CHAPITRE 28 - DIEGO

25.11.17,
Appartement n°4, HLM E, Quartier de Brownsville | BROOKLYN – 11:53 PM.

Je me regarde dans le miroir au dessus du lavabo. Le néon blanc fixé juste au dessus me permet parfaitement de voir les hématomes sur mon torse et mon visage. Je fronce les sourcils en voyant une ligne de sang séché sur mon menton  : je viens cracher dans le lavabo un mélange de sang et de salive. En tirant la langue, je remarque une entaille assez profonde  : je me suis mordu maladroitement sous la puissance de la droite que m'a envoyée Skull. J'ai mal au ventre.

Mon visage est à faire peur, si bien que j'ai passé la fin d'après-midi enfermé dans ma chambre à réfléchir à une solution, afin que maman et Andrea ne remarquent pas mon état, en vain. J'ai simplement décidé de me planquer.

Mon œil gauche est au beurre noir, presque fermé tant le traumatisme est important, et ma lèvre supérieure est enflée. Ma pommette, à droite, est légèrement rougie à cause du coup tandis que la gauche est quant à elle totalement égratignée. Le goût du sang dans ma bouche ne m'a pas quitté depuis que je suis rentré à la maison, aux environs de six heures.

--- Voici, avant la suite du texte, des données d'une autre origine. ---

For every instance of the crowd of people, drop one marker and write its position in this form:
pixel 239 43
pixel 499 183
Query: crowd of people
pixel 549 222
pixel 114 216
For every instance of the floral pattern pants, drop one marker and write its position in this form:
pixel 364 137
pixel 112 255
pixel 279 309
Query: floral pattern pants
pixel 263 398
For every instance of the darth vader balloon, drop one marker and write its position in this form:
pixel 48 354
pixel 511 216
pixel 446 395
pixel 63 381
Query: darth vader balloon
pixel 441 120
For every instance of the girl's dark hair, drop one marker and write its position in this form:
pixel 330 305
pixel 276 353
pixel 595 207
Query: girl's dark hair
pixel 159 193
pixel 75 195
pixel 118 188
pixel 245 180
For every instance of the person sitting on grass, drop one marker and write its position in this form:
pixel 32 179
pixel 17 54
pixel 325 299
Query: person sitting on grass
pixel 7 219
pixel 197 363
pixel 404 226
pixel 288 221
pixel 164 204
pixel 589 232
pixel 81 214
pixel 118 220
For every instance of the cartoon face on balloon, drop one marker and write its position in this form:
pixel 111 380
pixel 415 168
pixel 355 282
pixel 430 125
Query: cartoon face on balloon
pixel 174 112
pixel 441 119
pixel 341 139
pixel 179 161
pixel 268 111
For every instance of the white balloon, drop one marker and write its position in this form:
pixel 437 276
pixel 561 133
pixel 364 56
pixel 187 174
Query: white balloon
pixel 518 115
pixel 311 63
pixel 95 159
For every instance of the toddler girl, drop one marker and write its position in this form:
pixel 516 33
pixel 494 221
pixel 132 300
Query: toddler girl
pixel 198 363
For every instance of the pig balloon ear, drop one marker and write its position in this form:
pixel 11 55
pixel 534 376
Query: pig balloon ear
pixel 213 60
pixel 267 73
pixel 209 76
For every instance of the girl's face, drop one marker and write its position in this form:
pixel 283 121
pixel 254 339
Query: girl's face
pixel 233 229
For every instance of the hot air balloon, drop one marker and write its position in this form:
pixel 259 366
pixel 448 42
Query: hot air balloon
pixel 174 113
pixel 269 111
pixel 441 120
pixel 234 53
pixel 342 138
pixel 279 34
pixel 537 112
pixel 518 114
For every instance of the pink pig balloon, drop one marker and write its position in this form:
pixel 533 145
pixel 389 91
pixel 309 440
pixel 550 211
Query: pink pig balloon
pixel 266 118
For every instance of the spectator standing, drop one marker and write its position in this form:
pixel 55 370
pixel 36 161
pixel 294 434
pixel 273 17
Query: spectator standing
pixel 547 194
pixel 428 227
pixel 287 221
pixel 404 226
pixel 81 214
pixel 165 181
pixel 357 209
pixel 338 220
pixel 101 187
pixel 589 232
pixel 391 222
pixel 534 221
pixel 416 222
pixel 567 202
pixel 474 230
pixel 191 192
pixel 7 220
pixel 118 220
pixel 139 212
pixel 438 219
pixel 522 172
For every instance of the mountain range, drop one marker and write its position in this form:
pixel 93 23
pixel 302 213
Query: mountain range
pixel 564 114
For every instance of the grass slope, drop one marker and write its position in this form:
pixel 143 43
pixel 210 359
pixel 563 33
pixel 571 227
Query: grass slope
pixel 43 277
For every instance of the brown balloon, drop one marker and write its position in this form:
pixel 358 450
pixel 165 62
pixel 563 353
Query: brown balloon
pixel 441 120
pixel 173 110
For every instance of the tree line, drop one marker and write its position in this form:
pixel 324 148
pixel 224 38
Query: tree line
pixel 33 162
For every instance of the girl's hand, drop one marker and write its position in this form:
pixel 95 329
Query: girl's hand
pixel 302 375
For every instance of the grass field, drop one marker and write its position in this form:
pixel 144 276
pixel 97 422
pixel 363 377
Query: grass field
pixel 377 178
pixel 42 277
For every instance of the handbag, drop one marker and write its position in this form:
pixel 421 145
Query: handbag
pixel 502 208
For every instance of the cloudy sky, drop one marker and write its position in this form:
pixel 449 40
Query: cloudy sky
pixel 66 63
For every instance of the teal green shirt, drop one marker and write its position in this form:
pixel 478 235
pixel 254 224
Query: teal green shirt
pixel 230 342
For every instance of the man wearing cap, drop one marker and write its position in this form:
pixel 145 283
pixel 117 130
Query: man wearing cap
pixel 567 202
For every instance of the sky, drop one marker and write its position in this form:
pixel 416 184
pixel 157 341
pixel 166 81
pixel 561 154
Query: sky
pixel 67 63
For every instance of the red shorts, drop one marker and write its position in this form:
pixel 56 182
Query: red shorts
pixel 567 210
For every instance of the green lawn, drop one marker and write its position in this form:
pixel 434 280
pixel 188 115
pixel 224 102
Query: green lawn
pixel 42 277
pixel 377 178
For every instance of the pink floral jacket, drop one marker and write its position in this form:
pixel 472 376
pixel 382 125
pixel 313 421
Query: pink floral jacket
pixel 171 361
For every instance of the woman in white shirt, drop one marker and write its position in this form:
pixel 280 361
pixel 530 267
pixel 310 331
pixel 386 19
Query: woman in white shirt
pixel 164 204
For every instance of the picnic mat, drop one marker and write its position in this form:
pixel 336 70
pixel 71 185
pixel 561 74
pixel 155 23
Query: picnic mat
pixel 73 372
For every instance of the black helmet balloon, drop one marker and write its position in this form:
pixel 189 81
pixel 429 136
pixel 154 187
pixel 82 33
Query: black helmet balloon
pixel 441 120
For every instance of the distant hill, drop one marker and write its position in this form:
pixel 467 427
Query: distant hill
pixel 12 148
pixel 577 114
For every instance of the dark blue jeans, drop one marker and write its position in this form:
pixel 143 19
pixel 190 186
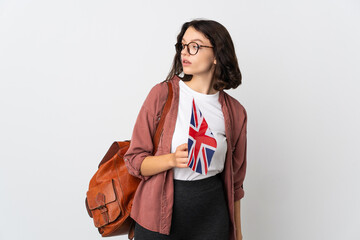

Les yeux désormais fermés, j'inspire profondément pour me calmer. Mes mains sont posées sur le rebord du lavabo et je m'y agrippe comme si j'avais peur de tomber  : j'ai l'impression que mes jambes vont lâcher. La douleur physique est moins pénible que la douleur morale  : je me sens comme une merde.

Skull m'a mis la rouste de ma vie. En général, c'est moi qui tabasse les autres. Personne n'a jamais réussi à me mettre au sol et à me fracasser la tronche à coups de poings et le torse à coups de pieds. Personne, sauf Skull  : j'avais raison de le craindre.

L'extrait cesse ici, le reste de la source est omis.